In comments that stretched for about 20 minutes, Weinstein expressed remorse, defended his relationships with the women who testified against him, said he was “confused,” bragged about the charity money he raised after 9/11 and Superstorm Sandy, lamented that his children won’t speak to him and fretted about the future of the American legal system.
His statement was unexpected and, perhaps, unwise. In general, defendants like Weinstein, who plans to appeal his guilty verdict and faces other rape and sexual assault charges in Los Angeles, are advised not to speak because what they say can be used against them, according to Michelle Simpson Tuegel, an attorney who has worked in criminal defense.

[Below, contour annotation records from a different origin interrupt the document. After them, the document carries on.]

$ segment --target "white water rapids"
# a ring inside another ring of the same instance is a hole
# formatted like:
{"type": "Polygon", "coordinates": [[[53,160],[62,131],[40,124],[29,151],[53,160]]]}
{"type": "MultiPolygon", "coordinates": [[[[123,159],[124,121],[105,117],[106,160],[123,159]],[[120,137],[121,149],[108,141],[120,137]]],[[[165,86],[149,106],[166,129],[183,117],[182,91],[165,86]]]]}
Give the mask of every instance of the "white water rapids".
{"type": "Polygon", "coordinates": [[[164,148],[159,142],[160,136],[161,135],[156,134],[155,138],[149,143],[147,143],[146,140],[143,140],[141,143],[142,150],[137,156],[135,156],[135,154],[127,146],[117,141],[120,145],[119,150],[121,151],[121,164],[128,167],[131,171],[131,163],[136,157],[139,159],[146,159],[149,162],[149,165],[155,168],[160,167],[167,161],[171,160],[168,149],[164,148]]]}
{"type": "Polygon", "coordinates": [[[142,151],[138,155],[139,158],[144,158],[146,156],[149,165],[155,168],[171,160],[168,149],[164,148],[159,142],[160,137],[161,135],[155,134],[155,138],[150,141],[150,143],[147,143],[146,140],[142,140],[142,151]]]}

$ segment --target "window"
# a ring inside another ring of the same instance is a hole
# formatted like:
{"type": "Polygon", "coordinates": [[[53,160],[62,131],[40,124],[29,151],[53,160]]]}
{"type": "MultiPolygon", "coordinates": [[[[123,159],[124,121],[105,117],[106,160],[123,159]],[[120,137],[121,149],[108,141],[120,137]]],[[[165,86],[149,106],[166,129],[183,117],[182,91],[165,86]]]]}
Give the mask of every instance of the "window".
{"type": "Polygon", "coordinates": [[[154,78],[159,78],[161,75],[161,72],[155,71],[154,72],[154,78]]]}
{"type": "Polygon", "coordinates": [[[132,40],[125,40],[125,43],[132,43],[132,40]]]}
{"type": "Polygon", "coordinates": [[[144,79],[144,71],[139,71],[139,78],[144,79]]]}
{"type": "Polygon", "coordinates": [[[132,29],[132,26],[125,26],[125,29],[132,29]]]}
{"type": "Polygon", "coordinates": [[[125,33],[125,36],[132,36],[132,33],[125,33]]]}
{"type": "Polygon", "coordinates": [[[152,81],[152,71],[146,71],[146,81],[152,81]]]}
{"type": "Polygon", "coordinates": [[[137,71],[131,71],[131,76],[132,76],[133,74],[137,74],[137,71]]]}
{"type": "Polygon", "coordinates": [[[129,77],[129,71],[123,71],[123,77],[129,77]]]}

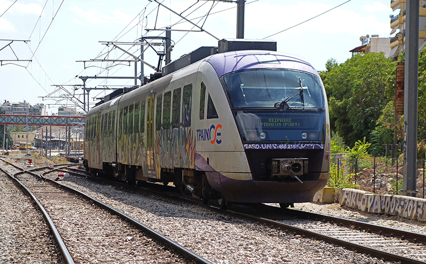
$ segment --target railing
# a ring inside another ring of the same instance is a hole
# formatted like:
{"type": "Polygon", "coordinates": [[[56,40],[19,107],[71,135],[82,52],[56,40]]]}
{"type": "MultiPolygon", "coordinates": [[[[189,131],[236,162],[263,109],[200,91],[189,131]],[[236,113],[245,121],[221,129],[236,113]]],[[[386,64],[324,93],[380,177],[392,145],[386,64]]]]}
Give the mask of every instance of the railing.
{"type": "MultiPolygon", "coordinates": [[[[329,185],[337,188],[356,187],[374,193],[401,194],[402,161],[402,158],[353,158],[349,154],[333,154],[329,185]]],[[[425,159],[417,160],[417,197],[424,198],[425,159]]]]}

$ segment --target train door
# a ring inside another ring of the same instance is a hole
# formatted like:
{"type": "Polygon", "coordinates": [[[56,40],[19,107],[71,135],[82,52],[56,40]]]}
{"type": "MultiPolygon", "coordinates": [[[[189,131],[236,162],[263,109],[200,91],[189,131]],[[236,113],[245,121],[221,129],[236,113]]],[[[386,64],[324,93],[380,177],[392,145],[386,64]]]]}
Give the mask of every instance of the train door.
{"type": "Polygon", "coordinates": [[[102,168],[102,163],[101,162],[101,146],[100,144],[101,137],[101,111],[98,113],[98,119],[96,124],[96,155],[97,155],[97,168],[102,168]]]}
{"type": "Polygon", "coordinates": [[[147,154],[148,161],[148,175],[155,175],[155,165],[154,164],[154,109],[155,93],[148,96],[146,114],[146,135],[147,135],[147,154]]]}

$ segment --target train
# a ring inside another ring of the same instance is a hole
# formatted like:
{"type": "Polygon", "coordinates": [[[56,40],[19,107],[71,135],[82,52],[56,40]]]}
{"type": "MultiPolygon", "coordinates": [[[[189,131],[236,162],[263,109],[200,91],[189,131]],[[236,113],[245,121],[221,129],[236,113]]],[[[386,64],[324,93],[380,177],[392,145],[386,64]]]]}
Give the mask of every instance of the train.
{"type": "Polygon", "coordinates": [[[160,78],[106,97],[87,113],[86,169],[129,184],[173,183],[221,208],[312,201],[330,175],[324,85],[276,43],[244,41],[202,47],[206,54],[196,50],[160,78]]]}
{"type": "Polygon", "coordinates": [[[20,150],[27,150],[27,149],[32,149],[32,147],[30,143],[19,143],[20,150]]]}

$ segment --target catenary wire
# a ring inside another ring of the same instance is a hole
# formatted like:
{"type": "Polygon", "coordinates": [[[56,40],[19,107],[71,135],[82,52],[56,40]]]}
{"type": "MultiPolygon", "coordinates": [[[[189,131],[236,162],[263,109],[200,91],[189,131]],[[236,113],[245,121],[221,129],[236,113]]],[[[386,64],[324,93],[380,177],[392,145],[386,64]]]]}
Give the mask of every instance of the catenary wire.
{"type": "Polygon", "coordinates": [[[13,4],[14,4],[15,3],[16,3],[17,1],[18,1],[18,0],[15,0],[15,1],[13,2],[12,3],[12,4],[10,5],[10,6],[9,6],[9,7],[8,7],[7,9],[6,9],[6,11],[5,11],[4,12],[3,12],[3,14],[2,14],[1,15],[0,15],[0,17],[1,17],[1,16],[2,16],[3,15],[4,15],[5,13],[6,13],[6,12],[7,12],[7,10],[8,10],[9,9],[10,7],[12,7],[12,6],[13,5],[13,4]]]}
{"type": "Polygon", "coordinates": [[[297,25],[295,25],[294,26],[291,26],[291,27],[289,27],[288,28],[286,28],[286,29],[284,29],[284,30],[281,30],[281,31],[279,31],[279,32],[277,32],[277,33],[275,33],[275,34],[272,34],[272,35],[269,35],[269,36],[268,36],[267,37],[265,37],[263,38],[262,39],[266,39],[266,38],[269,38],[269,37],[272,37],[272,36],[275,36],[275,35],[277,35],[277,34],[279,34],[280,33],[282,33],[282,32],[284,32],[284,31],[286,31],[286,30],[288,30],[289,29],[291,29],[291,28],[293,28],[293,27],[296,27],[296,26],[300,26],[300,25],[303,24],[303,23],[306,23],[306,22],[307,22],[308,21],[309,21],[310,20],[312,20],[314,19],[314,18],[317,18],[317,17],[319,17],[320,16],[321,16],[321,15],[323,15],[324,14],[325,14],[326,13],[327,13],[327,12],[330,12],[330,11],[332,10],[333,9],[336,9],[336,8],[339,7],[339,6],[342,6],[342,5],[343,5],[344,4],[346,4],[346,3],[347,3],[347,2],[350,2],[351,0],[348,0],[347,1],[345,2],[344,3],[341,3],[341,4],[339,4],[339,5],[338,5],[337,6],[335,6],[334,7],[331,8],[331,9],[329,9],[329,10],[326,11],[325,12],[323,12],[323,13],[321,13],[321,14],[320,14],[319,15],[317,15],[317,16],[315,16],[315,17],[313,17],[313,18],[310,18],[309,19],[308,19],[308,20],[305,20],[305,21],[303,21],[303,22],[301,22],[301,23],[299,23],[299,24],[297,24],[297,25]]]}

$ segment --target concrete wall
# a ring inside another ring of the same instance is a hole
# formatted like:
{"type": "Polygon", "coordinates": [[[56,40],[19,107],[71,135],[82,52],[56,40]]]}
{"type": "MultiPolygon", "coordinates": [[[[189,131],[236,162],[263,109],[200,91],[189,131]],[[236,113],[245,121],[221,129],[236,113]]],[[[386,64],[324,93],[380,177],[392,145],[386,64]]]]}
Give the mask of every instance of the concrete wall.
{"type": "Polygon", "coordinates": [[[398,215],[426,221],[426,199],[389,194],[376,194],[355,189],[340,189],[339,204],[363,211],[398,215]]]}

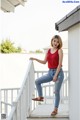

Here is the full court transcript of his comments:
First of all, to all the women who testified, we may have different truths, but I have great remorse for all of you. I have great remorse for all the men and women going through this crisis right now in our country.
You know, the movement started basically with me, and I think what happened, you know, I was the first example, and now there are thousands of men who are being accused and a regeneration of things that I think none of us understood.
I think that — I can’t help looking at Jessica and Mimi and hope that something of our old friendship in me could emerge, but I’m sure like me, they have lawyers who say to them be careful of what you say.
I read, you know, those letters where people talked about, you know, missing you, loving you, that kind of thing. As you know, having a serious friendship, that is what I believe that I had with Mimi and Jessica. You know, I really, really was maybe hypnotic and under that impression that I had that feeling, that I had that relationship.
That five years with Jessica and the years that I knew Mimi were always filled with, don’t go on the plane Harv, I want to have dinner with you first from Mimi. Or, Harv, whatever, let’s get,you know, can you look at this idea I have for a television series. Or Harv, I’m in Cannes, can I go to the premier. Or Jessica, can I get into the Soho Club, which is a very exclusive, tough place to get into. But she needed it for herself. I got her a job at the Peninsula Hotel which she excelled at for awhile.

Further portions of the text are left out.